I dispositivi accessori si dividono tra quelli che forniscono indicazioni alla centralina e quelli che utilizzano il segnale emesso da essa; i primi sono i rivelatori di movimento ad infrarossi, quelli microfonici e quelli per avvolgibili; i secondi sono le sirene, i lampeggiatori e i combinatori telefonici. Questi ultimi funzionano con batterie di lunga durata e la centrale ne segnala lo stato di carica.

  • Rilevatore di apertura montato su un serramento.
  • Rilevatore di movimento a raggi infrarossi.
  • Rilevatore microfonico di rottura di vetri
  • Sirena esterna con lampeggiante che si attiva quando riceve i segnali di allarme dalla centrale.

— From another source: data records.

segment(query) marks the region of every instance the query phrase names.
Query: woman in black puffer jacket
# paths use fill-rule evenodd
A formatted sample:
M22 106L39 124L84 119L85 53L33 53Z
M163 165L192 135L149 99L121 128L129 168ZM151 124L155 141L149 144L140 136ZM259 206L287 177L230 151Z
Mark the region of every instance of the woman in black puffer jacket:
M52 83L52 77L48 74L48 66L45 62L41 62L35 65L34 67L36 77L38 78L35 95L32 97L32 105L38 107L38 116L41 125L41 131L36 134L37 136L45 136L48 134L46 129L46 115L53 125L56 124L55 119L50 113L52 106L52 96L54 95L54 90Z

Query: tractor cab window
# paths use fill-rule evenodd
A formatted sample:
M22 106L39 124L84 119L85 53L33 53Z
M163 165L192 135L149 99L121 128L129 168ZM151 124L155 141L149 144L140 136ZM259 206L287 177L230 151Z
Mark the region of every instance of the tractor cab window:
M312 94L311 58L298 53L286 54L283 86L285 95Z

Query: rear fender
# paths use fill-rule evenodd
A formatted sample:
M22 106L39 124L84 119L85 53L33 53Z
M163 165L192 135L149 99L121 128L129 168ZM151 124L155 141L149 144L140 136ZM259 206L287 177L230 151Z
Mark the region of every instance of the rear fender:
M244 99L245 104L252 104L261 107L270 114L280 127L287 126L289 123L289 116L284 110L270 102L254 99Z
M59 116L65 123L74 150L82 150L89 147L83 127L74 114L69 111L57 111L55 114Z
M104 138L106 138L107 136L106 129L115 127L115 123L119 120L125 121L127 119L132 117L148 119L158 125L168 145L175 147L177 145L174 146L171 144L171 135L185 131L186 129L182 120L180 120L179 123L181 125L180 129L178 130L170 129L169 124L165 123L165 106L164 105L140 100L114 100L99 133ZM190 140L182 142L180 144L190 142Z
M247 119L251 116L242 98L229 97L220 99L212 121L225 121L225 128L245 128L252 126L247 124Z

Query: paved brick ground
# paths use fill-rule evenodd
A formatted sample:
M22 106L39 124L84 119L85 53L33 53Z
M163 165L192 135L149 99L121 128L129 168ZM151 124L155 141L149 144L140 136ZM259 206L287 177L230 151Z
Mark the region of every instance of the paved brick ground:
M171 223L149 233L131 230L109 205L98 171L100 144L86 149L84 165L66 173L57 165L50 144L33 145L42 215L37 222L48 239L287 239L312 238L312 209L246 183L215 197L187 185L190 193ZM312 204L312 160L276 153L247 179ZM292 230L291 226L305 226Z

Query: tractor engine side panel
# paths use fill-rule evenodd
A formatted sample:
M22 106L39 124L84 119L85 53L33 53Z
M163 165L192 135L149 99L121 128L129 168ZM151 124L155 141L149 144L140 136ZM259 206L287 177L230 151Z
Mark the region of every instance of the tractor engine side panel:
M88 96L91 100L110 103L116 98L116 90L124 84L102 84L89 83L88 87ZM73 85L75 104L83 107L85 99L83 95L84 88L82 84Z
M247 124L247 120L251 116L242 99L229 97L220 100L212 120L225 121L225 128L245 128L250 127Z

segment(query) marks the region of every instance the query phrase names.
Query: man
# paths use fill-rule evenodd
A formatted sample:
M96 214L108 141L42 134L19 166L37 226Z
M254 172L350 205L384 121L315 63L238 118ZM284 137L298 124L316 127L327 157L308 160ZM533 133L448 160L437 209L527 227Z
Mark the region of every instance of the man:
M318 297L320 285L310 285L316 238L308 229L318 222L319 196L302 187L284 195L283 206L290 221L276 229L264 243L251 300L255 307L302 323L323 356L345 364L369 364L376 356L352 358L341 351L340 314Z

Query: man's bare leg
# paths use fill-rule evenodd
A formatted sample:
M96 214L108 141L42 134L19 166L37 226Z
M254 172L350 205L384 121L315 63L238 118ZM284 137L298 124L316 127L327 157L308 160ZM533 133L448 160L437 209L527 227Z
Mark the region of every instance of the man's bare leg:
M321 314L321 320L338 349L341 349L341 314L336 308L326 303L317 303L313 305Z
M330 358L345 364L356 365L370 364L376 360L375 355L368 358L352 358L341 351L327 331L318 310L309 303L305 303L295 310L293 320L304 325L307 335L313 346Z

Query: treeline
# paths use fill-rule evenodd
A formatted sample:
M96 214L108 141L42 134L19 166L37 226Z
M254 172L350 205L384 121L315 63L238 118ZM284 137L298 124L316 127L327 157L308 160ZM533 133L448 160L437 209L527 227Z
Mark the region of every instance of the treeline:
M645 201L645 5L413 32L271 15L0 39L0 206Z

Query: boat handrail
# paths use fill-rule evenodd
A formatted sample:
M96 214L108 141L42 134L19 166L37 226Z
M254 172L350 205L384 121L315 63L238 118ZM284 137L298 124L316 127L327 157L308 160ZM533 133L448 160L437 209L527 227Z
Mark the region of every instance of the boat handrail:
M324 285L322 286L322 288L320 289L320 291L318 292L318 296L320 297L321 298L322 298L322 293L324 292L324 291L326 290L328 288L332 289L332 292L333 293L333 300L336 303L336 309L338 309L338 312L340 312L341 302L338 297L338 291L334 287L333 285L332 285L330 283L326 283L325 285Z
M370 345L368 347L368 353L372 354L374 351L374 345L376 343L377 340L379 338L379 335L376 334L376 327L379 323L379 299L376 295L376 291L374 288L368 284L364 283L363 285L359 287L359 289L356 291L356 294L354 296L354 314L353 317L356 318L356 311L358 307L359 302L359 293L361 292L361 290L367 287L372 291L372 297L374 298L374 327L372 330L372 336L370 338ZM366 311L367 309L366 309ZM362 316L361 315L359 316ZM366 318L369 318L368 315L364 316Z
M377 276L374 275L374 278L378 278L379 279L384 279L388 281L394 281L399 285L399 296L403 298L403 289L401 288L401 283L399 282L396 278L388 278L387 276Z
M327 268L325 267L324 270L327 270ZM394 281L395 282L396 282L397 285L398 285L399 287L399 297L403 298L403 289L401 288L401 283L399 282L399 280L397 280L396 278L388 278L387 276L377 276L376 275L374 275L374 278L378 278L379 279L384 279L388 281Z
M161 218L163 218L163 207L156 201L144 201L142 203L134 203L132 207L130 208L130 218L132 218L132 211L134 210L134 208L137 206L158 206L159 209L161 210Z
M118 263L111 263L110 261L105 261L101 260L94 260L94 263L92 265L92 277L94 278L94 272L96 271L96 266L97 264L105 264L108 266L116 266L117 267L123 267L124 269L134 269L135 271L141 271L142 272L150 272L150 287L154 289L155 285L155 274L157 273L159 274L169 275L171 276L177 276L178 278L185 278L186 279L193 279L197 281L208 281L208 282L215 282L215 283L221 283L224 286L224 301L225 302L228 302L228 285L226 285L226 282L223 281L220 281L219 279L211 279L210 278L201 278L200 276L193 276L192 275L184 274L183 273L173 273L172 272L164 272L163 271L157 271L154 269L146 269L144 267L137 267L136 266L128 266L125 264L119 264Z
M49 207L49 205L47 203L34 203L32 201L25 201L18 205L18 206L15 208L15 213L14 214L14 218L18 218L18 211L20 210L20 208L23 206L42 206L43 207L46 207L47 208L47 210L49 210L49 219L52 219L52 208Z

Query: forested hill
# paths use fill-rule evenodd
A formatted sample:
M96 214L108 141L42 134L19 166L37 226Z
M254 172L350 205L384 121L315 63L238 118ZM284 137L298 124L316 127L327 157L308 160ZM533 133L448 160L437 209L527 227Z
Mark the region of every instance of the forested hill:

Alimentazione e programmazione

La preparazione della centrale si effettua dopo aver inserito nella morsettiera le sei pile da 9 volt che ne garantiscono l’alimentazione anche durante eventuali black-out.
Ogni apparecchiatura va programmata con lo stesso codice impianto; la codifica si effettua con una maschera forata con un attrezzo che apre i fori in corrispondenza dei numeri predeterminati.

  1. la tastiera sulla quale digitare il codice va montata a parete dopo aver inserito il perno di autoprotezione che, in caso di manomissione, fa scattare tutti gli allarmi.
  2. tutti i sensori sono alimentati a batteria, il cui stato è verificato dalla centrale che ne segnala l’esaurimento con un mese d’anticipo.
  3. tutti i rilevatori vanno programmati digitando successioni predefinite di 0 e 1; dopo aver inserito il programma c’è la possibilità di verificare che la centrale sia in comunicazione.

Un sistema componibile

Un sistema di allarme si compone solitamente di cinque parti principali: rilevatori di intrusione o danni tecnici (movimento, apertura, allagamento, fumo, ecc), centrale per la gestione di tutto l’impianto con antenna e sirena di dissuasione, avvisatore a distanza (combinatore telefonico). Servono poi telecomandi a pulsante o a tastiera.
Questo genere di impianto è modulare ed espandibile a seconda delle esigenze.

1: rilevatore di intrusione
2: centrale con sirena
3: combinatore telefonico

Il montaggio si riduce al fissaggio in punti strategici di tutti i componenti del sistema, tramite tasselli ad espansione; si programmano tutti i rilevatori e si controlla che comunichino con la centrale.